Lees -v- Lloyds Bank Plc | February 2020
High Court of England and Wales dismissed the claim against a Bank for failing to adequately respond to numerous and repetitive DSARs
Summary: The claimant, Mr. Lees held 3 buy-to-let mortgages with Lloyds Bank Plc. Lees. In late 2019 submitted a DSAR for a copy of his loan application as well as information regarding the Bank's apparent sale of the loans. The Bank responded that neither could the applications be found nor any evidence of the sale. Lees then, in March of 2019, submitted over 70 DSARs seeking the same information. The Bank responded via its solicitors on 2nd April 2019. In early 2020, Lees served a Part 8 claim form, accusing the defendant of failing to provide information under the DPA and GDPR and seeking disclosure on the loan application information.
Outcome: The court found that the Bank had in fact provided adequate responses and in the case that they had not, the court had good reason to decline exercising its discretion in favour of Lees, the reasons being
1. The number and repetitiveness of the requests which bordered on abusive 2. The real purpose of the requests was to obtain documentation rather than personal data 3. The collateral purpose behind the requests was to obtain assistance in his possession proceedings with the bank 4. The data obtained would be of no real benefit to Lees
Key Takeaways: The Lees v LLoyds case highlighted the fact that the Courts have final discretion in matters relating to DSARs and that factors like the purpose and repetitiveness of the requests do in fact play a role in the ultimate decision.
Den Blå Avis | Danish DPA | January 2022
The Danish DPA ruled that Den Blå Avis’ (DBA) refusal pertaining to a request for deletion of a user profile along with some additional information was warranted under the GDPR.
Summary: The complainant had approached DBA to have their user profile and other information deleted. The company rejected the request stating that it had received three independent complaints from its buyers regarding the complainant and it was necessary for it to store the complainant’s data for blocking their access to DBA's platform. DBA also stated that the complainant had previously tried to work their way around the system by creating new profiles using different email addresses, but the retention of the complainant’s information helped in identifying and closing all the profiles. The company specified that the complainant’s profile and related personal data would not be deleted, and the information would be expunged after 24 months of inactivity with DBA.
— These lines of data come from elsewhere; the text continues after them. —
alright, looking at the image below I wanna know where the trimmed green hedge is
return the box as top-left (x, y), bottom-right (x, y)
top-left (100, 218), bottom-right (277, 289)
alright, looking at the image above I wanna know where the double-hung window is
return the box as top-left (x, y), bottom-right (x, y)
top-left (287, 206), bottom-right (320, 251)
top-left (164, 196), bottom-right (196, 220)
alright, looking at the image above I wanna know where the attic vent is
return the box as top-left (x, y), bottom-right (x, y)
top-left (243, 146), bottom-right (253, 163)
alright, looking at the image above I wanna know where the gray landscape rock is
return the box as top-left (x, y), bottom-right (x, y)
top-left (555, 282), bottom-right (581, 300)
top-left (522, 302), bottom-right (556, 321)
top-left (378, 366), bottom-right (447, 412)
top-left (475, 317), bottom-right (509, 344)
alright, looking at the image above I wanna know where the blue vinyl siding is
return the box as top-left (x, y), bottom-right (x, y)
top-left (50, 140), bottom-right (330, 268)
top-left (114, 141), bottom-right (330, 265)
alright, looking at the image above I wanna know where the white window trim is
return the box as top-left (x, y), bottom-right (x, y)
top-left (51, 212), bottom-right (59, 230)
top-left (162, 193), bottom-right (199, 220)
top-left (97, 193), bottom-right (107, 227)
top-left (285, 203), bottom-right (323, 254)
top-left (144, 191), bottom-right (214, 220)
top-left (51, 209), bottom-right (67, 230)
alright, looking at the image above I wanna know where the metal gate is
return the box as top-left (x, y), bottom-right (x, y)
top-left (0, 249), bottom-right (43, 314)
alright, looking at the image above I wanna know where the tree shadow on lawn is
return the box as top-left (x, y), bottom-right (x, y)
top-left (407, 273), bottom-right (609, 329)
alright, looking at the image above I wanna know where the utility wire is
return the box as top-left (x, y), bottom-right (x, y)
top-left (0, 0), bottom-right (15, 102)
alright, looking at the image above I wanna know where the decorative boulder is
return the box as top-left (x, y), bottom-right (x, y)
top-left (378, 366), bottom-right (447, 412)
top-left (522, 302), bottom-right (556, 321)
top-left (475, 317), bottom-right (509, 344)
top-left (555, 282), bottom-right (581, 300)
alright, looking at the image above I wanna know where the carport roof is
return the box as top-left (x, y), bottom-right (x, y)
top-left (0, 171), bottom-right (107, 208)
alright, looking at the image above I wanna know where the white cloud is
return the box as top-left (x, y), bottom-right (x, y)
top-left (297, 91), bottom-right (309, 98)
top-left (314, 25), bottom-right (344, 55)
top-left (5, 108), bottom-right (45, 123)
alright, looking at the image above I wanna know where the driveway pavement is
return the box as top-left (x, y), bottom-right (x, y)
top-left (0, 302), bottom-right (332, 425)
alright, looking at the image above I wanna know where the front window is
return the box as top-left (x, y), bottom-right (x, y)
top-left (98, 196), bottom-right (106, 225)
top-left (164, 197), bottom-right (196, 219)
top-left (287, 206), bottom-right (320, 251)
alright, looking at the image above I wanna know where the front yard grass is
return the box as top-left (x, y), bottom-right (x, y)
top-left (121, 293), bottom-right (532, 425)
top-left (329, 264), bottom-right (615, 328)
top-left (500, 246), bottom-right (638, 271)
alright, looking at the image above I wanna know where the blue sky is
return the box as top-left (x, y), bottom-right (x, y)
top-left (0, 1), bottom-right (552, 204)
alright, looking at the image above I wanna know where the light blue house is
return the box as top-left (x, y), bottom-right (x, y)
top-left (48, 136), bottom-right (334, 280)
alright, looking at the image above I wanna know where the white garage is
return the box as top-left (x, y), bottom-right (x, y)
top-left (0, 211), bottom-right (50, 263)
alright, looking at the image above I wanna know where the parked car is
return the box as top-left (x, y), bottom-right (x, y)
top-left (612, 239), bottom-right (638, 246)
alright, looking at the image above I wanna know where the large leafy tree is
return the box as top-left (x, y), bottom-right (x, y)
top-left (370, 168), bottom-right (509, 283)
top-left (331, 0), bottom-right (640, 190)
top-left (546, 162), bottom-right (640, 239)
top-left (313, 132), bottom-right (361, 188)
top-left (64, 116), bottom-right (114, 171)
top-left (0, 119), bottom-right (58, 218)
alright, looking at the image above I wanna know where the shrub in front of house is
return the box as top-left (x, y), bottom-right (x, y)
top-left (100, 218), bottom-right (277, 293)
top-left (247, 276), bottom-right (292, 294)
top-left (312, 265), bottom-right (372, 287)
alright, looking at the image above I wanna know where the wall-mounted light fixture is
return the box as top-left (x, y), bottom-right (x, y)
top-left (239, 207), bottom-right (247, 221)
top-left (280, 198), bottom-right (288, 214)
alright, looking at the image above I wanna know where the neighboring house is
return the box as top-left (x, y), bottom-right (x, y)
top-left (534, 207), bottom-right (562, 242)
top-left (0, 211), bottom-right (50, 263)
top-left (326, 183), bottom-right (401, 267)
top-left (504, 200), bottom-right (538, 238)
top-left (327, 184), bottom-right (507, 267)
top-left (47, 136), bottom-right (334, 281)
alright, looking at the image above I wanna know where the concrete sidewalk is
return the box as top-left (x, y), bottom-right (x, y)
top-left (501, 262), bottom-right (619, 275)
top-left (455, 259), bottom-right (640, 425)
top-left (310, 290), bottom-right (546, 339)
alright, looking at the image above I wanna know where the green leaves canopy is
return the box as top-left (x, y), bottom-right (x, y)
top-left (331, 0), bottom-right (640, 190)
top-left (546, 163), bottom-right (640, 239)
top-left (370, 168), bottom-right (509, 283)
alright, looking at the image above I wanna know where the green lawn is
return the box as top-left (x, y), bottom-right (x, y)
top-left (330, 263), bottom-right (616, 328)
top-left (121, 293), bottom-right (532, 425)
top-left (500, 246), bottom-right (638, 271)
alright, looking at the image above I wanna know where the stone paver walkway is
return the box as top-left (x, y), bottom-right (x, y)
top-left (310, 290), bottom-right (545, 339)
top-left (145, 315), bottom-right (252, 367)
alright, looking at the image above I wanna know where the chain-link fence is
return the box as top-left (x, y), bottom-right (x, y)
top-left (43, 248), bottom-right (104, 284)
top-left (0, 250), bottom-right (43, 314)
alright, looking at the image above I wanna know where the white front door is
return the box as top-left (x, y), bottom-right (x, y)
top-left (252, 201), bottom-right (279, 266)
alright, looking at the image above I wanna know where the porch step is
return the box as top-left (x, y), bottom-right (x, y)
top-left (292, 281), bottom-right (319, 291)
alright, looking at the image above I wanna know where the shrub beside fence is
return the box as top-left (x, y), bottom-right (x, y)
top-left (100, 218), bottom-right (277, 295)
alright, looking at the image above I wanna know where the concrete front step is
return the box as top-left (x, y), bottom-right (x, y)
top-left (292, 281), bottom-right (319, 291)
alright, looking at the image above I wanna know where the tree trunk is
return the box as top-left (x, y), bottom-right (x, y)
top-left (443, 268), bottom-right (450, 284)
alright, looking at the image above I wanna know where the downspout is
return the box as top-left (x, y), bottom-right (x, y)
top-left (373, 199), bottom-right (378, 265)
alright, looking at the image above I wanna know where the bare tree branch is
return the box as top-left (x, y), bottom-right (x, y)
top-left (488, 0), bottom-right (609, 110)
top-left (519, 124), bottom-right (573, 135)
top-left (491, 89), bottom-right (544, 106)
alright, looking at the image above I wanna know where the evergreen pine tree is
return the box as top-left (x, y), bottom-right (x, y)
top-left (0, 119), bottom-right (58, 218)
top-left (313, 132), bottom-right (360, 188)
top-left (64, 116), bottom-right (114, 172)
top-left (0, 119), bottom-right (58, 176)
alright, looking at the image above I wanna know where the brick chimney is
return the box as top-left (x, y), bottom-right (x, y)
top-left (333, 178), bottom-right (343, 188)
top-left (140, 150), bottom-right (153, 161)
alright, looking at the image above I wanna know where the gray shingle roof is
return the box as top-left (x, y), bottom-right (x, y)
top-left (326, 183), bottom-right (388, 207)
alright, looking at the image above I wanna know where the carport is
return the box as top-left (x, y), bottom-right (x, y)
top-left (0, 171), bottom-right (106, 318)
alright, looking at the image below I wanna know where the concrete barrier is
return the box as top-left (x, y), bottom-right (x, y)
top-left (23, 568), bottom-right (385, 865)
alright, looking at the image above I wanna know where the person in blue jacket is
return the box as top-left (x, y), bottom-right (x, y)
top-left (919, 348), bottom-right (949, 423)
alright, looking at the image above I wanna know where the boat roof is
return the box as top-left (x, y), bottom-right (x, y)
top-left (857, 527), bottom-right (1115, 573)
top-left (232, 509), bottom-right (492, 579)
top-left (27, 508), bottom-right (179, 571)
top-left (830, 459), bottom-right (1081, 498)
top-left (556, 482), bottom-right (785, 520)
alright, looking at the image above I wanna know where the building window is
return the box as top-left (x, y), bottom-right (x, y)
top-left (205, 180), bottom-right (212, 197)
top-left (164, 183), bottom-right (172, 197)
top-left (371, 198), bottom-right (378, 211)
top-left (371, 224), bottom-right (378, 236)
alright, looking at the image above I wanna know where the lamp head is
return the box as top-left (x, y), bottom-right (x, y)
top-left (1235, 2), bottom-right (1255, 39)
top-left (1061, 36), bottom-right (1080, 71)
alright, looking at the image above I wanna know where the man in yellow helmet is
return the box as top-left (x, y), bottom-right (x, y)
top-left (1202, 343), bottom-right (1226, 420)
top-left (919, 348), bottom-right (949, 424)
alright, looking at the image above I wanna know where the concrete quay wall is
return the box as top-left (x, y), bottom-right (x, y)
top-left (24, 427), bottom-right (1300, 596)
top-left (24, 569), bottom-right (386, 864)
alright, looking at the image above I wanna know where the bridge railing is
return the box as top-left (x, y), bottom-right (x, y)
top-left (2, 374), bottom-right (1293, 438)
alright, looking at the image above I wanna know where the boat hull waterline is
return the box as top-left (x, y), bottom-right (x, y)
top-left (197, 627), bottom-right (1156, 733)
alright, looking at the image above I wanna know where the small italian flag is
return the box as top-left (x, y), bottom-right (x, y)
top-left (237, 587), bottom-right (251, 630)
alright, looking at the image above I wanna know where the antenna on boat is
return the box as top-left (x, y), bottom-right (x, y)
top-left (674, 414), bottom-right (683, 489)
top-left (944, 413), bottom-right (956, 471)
Outcome: The Danish DPA found that
1.The processing of the complainant’s personal data is necessary for DBA to pursue a legitimate interest that precedes the interest of the data subject. 2.It ruled that the data processing, in this case, cannot be in conflict with the principle of "storage limitation" in Article 5 (1) of the Data Protection Regulation as the information will be automatically deleted by DBA after 24 months of inactivity.
Key takeaways: If the controller demonstrates compelling legitimate grounds for data processing that outweigh the interests, rights and freedoms of data subjects or if the processing is necessary for the establishment, assertion or defence of legal claims, then the processing may continue.